Margaret Ford-Taylor is a two-time Emmy nominated playwright, director, author, actress, teacher and arts administrator . Awards, commendations and honors include the Kennedy Center scriptwriting competition for "Don't Rock the Boat", and two Emmy nominations. The first was for her performance in the public television production, "American Women: Echoes and Dreams", and her second Emmy nomination was as writer of the ABC television documentary, "The Second Reconstruction". Ms. Ford Taylor has been an instructor on the history of theater and acting at Cleveland State University, the University of Akron and Kent State University. She holds an MA from Kent State University.

In addition to industrials, radio voiceovers and television commercials, Ms. Ford Taylor portrayed Aunt Eda in the Denzel Washington directed movie, Antwone Fisher, and played Mother Taylor in the Cleveland Play House production, Forest City. Commissions as a playwright include Ned’s Garden, which was on the roster at Cleveland State University, the Paul Robeson Theatre in Buffalo, New York and the West Angeles Performing Arts Center in Los Angeles; Oh, Mary, Don’t You Weep, simultaneously performed at the West Angeles Performing Arts Center in Los Angeles and Cleveland State’s Factory Theatre; Just Beyond the Junkyard, which toured nationally by the Tales and Scales classical music company of Evansville, Indiana with venues including the Tribeca Performing Arts Center in New York City, the Philharmonic Center for the Arts in Naples, Florida and the Aspen Music School Festival in Aspen, Colorado.

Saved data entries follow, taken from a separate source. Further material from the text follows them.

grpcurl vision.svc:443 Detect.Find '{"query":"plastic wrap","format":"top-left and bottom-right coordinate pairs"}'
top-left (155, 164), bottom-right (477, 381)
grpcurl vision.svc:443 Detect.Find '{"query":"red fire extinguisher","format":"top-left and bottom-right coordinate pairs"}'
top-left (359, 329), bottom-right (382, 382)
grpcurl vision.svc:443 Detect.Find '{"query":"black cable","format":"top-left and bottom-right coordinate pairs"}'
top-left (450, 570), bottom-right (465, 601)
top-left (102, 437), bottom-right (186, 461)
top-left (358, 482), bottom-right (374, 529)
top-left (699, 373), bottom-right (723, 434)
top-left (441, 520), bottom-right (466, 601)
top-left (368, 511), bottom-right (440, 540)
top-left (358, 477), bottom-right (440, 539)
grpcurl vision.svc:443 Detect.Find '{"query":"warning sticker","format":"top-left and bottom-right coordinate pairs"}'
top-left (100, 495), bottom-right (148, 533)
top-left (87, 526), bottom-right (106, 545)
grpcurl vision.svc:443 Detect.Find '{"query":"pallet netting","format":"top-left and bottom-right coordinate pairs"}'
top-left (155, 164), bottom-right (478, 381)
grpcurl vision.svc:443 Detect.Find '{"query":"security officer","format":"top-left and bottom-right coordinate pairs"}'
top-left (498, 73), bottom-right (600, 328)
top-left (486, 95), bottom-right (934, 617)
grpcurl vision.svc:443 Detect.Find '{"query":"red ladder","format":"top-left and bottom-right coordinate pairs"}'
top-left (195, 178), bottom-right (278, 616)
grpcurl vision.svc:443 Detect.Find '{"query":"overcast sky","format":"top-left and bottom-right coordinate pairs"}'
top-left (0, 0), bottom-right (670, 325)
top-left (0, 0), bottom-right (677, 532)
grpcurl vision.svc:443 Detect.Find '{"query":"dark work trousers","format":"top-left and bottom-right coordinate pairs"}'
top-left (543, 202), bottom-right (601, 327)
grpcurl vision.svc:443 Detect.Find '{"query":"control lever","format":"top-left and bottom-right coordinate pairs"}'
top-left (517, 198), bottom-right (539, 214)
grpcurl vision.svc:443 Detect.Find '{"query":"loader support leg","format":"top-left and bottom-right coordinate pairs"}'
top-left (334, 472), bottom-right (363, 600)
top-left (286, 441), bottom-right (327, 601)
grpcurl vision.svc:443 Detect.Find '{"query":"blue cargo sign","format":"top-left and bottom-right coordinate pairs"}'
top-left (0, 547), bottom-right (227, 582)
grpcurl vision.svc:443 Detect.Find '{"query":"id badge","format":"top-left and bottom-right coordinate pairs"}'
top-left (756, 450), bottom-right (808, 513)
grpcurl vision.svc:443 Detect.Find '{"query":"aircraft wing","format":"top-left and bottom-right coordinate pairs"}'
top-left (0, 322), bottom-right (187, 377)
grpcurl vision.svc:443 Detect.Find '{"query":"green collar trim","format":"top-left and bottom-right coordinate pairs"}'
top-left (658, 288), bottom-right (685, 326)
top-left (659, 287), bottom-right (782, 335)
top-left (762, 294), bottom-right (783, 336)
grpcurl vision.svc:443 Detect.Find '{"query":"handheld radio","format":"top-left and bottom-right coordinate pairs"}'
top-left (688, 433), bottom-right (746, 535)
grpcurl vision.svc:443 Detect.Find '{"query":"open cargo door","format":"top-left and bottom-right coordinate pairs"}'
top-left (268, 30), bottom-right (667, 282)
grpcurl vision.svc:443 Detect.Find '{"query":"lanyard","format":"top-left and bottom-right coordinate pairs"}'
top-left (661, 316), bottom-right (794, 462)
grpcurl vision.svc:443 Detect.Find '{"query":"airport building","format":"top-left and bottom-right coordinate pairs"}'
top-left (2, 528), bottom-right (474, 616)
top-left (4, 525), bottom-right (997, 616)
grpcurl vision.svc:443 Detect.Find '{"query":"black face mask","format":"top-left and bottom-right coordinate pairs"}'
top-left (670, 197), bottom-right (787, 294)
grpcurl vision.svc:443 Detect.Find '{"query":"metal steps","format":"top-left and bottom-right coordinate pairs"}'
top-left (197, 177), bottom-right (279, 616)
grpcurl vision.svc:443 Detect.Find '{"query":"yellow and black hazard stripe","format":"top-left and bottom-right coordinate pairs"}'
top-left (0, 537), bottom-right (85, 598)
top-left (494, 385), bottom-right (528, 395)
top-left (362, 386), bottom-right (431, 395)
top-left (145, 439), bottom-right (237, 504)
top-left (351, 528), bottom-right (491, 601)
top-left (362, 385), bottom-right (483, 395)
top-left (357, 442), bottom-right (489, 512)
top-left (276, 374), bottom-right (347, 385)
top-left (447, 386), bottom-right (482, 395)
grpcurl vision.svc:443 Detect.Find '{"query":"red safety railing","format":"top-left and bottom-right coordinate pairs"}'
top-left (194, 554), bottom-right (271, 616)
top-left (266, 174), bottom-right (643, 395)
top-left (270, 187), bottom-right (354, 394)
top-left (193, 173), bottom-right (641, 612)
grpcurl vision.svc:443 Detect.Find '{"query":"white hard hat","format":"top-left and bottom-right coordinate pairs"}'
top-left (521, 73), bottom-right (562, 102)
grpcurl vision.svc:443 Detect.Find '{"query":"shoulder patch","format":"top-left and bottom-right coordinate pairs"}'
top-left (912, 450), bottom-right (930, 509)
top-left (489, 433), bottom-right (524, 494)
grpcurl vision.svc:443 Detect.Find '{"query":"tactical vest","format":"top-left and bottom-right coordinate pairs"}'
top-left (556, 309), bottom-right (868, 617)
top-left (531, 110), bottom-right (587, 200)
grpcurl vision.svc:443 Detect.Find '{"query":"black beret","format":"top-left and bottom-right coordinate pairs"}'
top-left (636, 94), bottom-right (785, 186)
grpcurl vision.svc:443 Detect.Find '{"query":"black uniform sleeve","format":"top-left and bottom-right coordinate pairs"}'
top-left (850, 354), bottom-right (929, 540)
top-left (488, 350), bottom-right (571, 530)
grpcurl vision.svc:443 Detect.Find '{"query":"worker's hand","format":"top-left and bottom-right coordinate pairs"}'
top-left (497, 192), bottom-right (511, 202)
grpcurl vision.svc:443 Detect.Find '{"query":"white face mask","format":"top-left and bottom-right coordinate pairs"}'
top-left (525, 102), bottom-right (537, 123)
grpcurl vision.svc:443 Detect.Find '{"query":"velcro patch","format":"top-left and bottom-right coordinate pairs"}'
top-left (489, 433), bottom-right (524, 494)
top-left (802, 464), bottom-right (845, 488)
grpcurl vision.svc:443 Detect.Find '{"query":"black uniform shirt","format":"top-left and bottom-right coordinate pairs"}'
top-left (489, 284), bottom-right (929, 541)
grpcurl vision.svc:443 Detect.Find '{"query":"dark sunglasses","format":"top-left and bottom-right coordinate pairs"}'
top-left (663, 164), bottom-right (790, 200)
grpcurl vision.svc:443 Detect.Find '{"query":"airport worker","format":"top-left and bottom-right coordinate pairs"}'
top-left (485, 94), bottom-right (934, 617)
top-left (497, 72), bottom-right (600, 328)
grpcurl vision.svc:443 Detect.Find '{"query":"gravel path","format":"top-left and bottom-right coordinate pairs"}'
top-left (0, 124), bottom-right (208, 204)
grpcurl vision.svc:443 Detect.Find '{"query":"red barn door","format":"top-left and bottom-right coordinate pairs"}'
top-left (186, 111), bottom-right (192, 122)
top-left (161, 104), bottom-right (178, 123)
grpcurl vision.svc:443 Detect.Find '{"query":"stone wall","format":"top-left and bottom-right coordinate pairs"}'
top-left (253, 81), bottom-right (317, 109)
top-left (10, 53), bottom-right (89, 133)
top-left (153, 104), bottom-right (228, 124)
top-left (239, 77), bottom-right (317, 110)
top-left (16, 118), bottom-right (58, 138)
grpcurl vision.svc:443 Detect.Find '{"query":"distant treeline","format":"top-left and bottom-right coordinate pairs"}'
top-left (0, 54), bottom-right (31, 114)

Early directing credits for Ms. Ford-Taylor include "Five On the Black Hand Side", "What The Butler Saw", and "Livin Fat", with James Pickens, Jr., for which she received the OCTA Award of Excellence. Ford-Taylor's first two one-act plays, "Hotel Happiness" and "I Want to Fly", earned her a fellowship to study arts administration at Harvard University.

Her most recent writing/directing assignments include "A Raisin In the Sun" for the Beck Center, "A Song For Coretta" for the Ensemble Theatre, the musicals "Listen To The Children" for the Foluke Theatre, "Double Nickel Blues", which premiered at Cleveland State University’s Factory Theatre and a debut novel, "On Liberty Street".